Repeating this cycle—feeding, waiting 8-24 hours, and feeding again—for a few days will produce a healthy, active culture of yeast ready for baking. Here are the steps, broken down:

  1. Reserve 30g of the sourdough starter and discard the rest.
  2. Add to the 30g of starter 70g of whole wheat or dark rye flour and 70g of cool water, mixing it all together.
  3. Cover the starter with a lid and let rest in a comfortably-temperate location.
  4. The starter will go on to bubble and even increase up to 3× its original size. After it has peaked (usually 8–24 hours after mixing), repeat the feeding process.

It’ll take a few days for the starter to mature and become ready for baking, but in the mean time, you can bake using commercially-available yeast, as well as learn about and practice some other techniques.
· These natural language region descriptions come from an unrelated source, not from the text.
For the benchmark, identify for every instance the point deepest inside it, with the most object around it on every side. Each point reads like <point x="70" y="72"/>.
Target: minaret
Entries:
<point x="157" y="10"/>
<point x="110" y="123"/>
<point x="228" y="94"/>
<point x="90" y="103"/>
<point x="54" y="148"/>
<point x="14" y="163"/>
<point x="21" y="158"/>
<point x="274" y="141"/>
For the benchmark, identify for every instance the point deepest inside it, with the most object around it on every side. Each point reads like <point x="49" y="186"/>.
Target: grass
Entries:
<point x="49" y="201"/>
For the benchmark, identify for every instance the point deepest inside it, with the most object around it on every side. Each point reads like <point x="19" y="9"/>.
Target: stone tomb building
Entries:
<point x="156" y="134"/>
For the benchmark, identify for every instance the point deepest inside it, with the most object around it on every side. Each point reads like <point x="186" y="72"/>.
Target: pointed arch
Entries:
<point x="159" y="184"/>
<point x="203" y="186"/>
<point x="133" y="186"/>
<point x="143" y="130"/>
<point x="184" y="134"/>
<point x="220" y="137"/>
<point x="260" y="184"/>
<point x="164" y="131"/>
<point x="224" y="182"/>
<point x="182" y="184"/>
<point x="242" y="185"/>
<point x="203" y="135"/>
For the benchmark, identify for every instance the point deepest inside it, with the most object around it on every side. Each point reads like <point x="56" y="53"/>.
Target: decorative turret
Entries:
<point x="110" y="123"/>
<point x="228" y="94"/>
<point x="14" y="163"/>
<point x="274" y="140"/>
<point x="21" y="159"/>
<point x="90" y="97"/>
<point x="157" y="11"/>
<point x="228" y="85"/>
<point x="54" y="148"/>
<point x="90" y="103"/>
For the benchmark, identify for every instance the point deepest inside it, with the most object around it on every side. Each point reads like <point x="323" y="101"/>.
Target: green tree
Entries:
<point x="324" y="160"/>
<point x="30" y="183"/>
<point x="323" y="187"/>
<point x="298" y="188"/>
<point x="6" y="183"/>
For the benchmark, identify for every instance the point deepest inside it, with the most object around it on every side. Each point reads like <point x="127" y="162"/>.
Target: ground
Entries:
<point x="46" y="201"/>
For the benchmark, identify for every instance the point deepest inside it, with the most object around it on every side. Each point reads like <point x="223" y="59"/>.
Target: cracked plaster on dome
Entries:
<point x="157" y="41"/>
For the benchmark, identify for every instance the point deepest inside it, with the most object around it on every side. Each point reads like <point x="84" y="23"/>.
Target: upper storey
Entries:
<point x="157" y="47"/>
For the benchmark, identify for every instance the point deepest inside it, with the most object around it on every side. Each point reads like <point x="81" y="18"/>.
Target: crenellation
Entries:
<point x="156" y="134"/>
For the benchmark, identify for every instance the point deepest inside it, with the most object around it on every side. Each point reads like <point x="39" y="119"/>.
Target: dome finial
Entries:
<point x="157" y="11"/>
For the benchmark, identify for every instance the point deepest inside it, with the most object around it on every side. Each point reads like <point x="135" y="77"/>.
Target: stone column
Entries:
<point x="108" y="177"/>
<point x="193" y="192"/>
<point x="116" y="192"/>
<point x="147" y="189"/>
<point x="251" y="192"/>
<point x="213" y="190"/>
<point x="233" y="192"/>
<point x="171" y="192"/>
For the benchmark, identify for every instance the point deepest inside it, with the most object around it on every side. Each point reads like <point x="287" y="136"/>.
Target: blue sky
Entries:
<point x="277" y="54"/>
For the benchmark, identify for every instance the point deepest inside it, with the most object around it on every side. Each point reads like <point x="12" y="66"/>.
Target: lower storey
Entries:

  1. Of the starter myths, this one is one of the most pernacious. The theory is that sourdough starters with a long lineage (ones that have been kept alive for longest, sometimes on the order of years) result in better bread. The fact of the matter is, every time you feed the starter with fresh flour and water, you discard most of it; within just a couple of feedings, the entire thing will have been replaced. Don’t buy into this (often expensive) myth!
  2. This can really be any flour, and you should experiment with whichever works for you, based on availability and results. For example, when I lived in Oakland, dark rye flour worked best for me; in London, it was whole wheat. Whole grain flours tend to work best due to their high sugar content.
  3. This can seem a bit wasteful, which is why my starter recipe is a relatively small yield. If you bake more regularly, you can definitely bake with this discarded starter rather than throwing it away.